A historical German-language corpus (1840-1920) of fictional and non-fictional texts, annotated for speech, thought and writing representation
The corpus was created by the DFG-funded project "Redewiedergabe - eine literatur- und sprachwissenschaftliche Korpusanalyse" (Leibniz Institute for the German Language / University of Würzburg). Homepage: www.redewiedergabe.de
Please cite the following publication, if you use the corpus:
Brunner, Annelen / Engelberg, Stefan / Jannidis, Fotis / Tu, Ngoc Duyen Tanja / Weimer, Lukas (2020): Corpus REDEWIEDERGABE, Proceedings of The 12th Language Resources and Evaluation Conference, Marseille, pp. 796‑805.
If you encounter any issues or have any questions, please use Github's Issues tracker.
Project Redewiedergabe also provides automatic taggers for German STWR, trained (mostly) on this corpus.
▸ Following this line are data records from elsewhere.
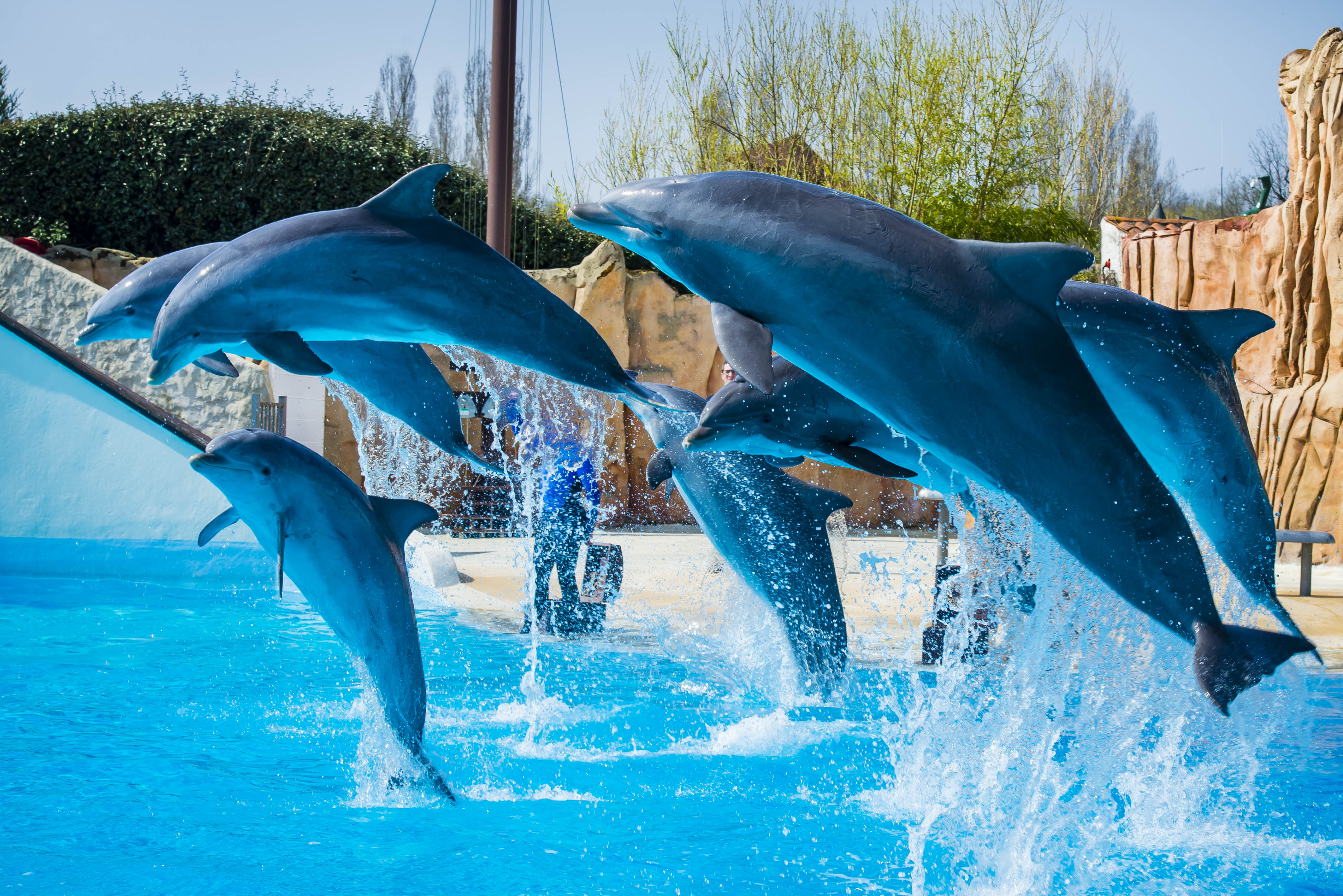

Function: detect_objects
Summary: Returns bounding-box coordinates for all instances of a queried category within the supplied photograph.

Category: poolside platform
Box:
[411,530,1343,669]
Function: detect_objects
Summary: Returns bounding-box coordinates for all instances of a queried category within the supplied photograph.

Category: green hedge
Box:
[0,94,598,267]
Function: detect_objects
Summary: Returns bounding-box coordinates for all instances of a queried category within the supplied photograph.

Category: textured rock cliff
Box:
[1121,28,1343,563]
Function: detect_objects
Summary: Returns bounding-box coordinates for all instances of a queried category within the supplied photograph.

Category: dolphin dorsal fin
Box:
[958,240,1095,317]
[1180,308,1276,367]
[363,165,453,217]
[709,302,773,394]
[368,495,438,545]
[192,349,238,378]
[196,504,242,547]
[645,448,676,491]
[790,476,853,522]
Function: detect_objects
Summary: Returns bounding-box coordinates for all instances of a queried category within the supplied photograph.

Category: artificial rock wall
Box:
[530,242,936,527]
[1120,28,1343,563]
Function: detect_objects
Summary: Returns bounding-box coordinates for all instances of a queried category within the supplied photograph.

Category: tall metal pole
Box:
[485,0,517,258]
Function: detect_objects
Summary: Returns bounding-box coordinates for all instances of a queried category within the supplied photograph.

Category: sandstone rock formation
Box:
[530,242,936,527]
[42,244,153,290]
[0,240,271,436]
[1121,28,1343,563]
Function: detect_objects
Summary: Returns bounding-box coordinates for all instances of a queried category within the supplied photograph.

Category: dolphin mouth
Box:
[187,451,247,472]
[681,426,719,449]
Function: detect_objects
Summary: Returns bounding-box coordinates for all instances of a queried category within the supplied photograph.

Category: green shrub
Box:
[0,89,596,267]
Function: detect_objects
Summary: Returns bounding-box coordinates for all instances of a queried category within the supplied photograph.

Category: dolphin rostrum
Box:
[149,165,672,402]
[570,172,1311,712]
[685,357,974,512]
[75,243,238,377]
[79,243,502,475]
[1058,282,1301,636]
[191,429,454,799]
[630,384,853,695]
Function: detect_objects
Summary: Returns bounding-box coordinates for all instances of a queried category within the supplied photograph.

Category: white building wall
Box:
[270,364,326,455]
[1100,217,1124,283]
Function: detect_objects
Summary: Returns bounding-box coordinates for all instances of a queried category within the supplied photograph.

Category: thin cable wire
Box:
[545,0,579,201]
[411,0,438,75]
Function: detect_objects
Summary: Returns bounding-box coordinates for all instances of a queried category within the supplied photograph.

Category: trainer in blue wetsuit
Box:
[501,389,602,636]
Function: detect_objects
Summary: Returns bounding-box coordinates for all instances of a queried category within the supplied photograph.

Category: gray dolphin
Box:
[149,165,672,410]
[79,243,502,476]
[685,357,974,511]
[1058,282,1301,636]
[191,429,453,799]
[629,384,853,696]
[570,172,1311,712]
[75,243,238,377]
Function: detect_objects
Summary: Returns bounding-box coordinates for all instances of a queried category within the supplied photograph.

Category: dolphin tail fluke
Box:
[1194,622,1315,715]
[411,742,457,805]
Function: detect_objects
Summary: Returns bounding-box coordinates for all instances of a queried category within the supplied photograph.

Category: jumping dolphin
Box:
[570,172,1311,712]
[191,429,453,799]
[1058,282,1301,636]
[149,165,672,402]
[78,243,502,475]
[685,357,974,512]
[75,243,238,377]
[627,384,853,696]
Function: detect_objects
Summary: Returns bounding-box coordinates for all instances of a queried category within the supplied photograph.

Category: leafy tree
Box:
[0,86,598,267]
[0,62,23,125]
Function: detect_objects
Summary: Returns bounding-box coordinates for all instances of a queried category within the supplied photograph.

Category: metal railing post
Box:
[1277,529,1334,597]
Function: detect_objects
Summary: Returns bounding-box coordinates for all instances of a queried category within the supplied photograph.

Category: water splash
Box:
[857,492,1321,893]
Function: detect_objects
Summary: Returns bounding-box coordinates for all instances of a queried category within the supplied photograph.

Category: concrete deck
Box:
[411,531,1343,669]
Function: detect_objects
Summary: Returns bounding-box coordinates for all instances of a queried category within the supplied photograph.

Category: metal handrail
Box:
[1277,529,1334,597]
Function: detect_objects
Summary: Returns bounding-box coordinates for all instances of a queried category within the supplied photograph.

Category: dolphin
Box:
[685,357,974,512]
[149,165,672,410]
[75,243,238,377]
[570,172,1311,714]
[626,384,853,696]
[78,243,504,476]
[1058,282,1301,636]
[189,429,455,802]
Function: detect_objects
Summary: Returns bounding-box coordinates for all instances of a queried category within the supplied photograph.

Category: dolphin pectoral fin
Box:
[247,330,332,377]
[709,302,773,394]
[196,504,242,547]
[363,165,453,217]
[1180,308,1276,367]
[192,349,238,377]
[967,240,1095,314]
[794,479,853,522]
[825,442,919,479]
[643,448,676,491]
[1194,622,1315,715]
[368,495,438,545]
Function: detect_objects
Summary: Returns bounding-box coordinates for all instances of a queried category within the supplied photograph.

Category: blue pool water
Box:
[0,566,1343,896]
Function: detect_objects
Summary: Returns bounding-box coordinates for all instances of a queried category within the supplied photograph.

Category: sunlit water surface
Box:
[0,563,1343,896]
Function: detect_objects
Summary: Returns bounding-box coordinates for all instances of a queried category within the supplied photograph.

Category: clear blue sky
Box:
[0,0,1343,200]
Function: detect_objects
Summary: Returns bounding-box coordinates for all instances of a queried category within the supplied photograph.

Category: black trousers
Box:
[523,495,591,635]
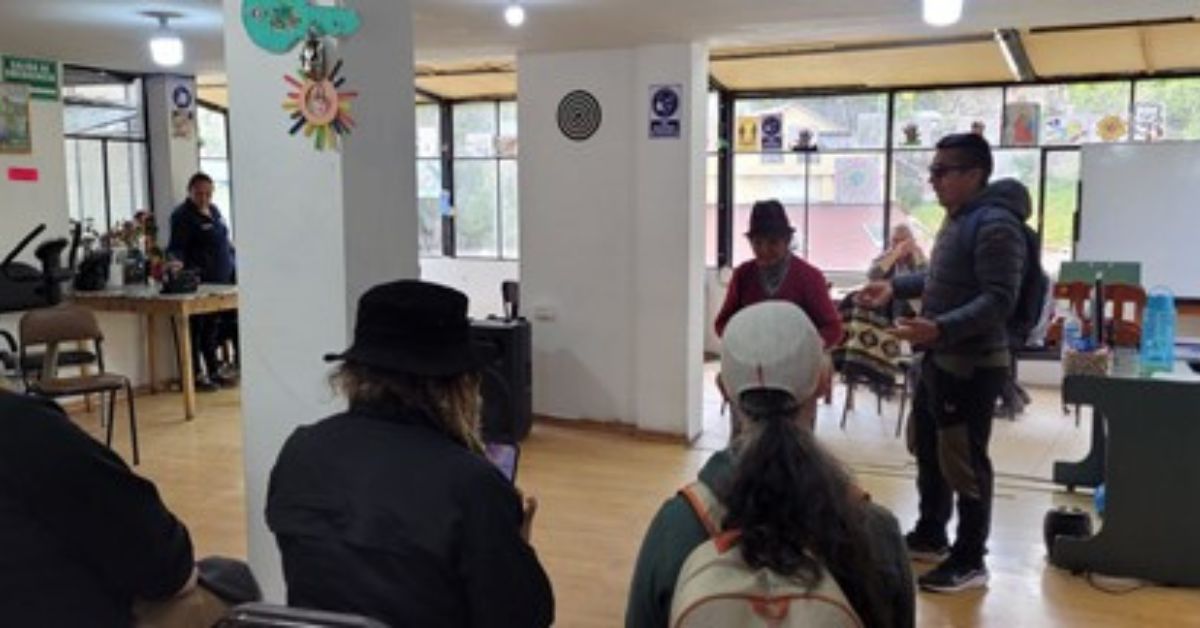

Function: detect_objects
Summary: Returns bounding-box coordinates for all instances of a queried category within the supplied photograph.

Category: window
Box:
[62,66,150,232]
[733,94,887,270]
[1134,78,1200,142]
[416,104,443,257]
[893,88,1004,149]
[454,102,520,258]
[1007,80,1130,146]
[196,102,236,238]
[1042,150,1080,276]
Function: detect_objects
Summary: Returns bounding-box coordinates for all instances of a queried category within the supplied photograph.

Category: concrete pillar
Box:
[224,0,418,600]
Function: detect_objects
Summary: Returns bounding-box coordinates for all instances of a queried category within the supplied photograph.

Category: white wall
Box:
[518,44,707,433]
[0,92,67,348]
[630,44,708,437]
[421,257,518,318]
[226,0,418,600]
[145,74,201,240]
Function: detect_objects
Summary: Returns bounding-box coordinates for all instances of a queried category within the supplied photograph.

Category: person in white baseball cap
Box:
[721,301,828,433]
[625,301,916,628]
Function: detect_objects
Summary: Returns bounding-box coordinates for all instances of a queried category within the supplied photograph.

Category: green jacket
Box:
[625,449,917,628]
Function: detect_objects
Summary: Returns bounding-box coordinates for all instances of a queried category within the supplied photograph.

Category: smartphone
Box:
[484,443,521,484]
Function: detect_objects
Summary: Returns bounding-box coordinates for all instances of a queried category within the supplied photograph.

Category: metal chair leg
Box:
[100,390,116,449]
[841,379,854,430]
[127,379,140,466]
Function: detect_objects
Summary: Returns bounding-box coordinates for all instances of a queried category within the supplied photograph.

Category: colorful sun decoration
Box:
[1097,115,1129,142]
[283,61,359,150]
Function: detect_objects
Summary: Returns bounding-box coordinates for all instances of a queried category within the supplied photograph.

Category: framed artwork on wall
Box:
[0,83,34,155]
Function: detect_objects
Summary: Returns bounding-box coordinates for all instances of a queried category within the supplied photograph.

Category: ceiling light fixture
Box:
[995,29,1038,83]
[922,0,962,26]
[504,2,524,29]
[143,11,184,67]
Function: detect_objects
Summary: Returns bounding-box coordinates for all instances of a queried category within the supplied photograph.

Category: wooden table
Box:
[71,283,238,420]
[1050,367,1200,587]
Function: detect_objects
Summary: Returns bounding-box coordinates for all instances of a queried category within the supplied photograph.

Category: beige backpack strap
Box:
[679,482,725,538]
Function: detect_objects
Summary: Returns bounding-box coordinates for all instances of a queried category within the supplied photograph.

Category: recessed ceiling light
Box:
[504,2,524,29]
[142,11,184,67]
[922,0,962,26]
|Main corpus||838||489,459||12,123||Detailed statistical data|
|Main corpus (Beta release)||619||360,974||9,451||Detailed statistical data; Differences to the final release|
This is a collection of several types of additional annotated material produced by project Redewiedergabe. The material generally follows the same annotation guidelines and is available in the same formats as the main corpus, but has some idiosyncracies and less quality control. For additional information about the different corpus parts follow the links in the table.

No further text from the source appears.